With midterm elections right around the corner, Grand Rapids attorney, Tom Sinas, explains Michigan’s Proposition 2, which is on the ballot next week and proposes an updated method for redistricting.
Michigan’s Current State of Redistricting Laws
Right now in Michigan, there’s a true intersection of law and politics with regard to how we draw our legislative districts. These laws are somewhat vague and loose. District lines are currently drawn by the political party that’s in power when redistricting occurs, which is every 10 years, with the next redrawing coming up in 2021.
While Michigan has a few basic laws regarding redistricting, there are also several federal laws that govern redistricting. These laws state redistricting can’t be used to discriminate against people and that a state must have equal numbers of people in the districts. Neither state nor federal regulations prevent oddly shaped districts, leaving that up to the political party in power at the time.

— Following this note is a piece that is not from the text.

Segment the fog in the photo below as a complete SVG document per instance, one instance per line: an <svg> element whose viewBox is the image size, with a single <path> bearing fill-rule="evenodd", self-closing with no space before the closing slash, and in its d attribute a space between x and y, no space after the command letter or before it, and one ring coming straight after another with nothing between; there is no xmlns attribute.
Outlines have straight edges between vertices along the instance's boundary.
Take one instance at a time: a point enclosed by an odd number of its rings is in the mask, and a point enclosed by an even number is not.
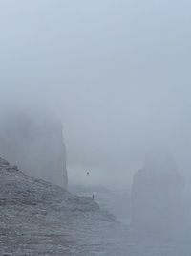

History of Michigan Prop 2
This summer, a case made its way all the way to the Michigan Supreme Court begging one question: is it legally appropriate to put the question of redistricting before Michigan voters at the midterms? And the majority of the Supreme Court decided yes, this is a question that should go on a ballot proposal.
Redistricting and What You Should Know
If passed on November 6, Proposition 2 will give an independent commission control over drawing new legislative districts instead of leaving it up to politicians. This commission would be made of 13 citizens appointed by the Secretary of State, composed of five independents, four Democrats, and four Republicans. The commission will be tasked with drawing new legislative maps. Michigan Prop 2 also includes some provisions the citizen commission must abide by. For example, maps must not be drawn disproportionately in favor of one political party over another.
Only time will tell if we’ll stick with the current method of redistricting in Michigan or vote in a new means to draw these district lines.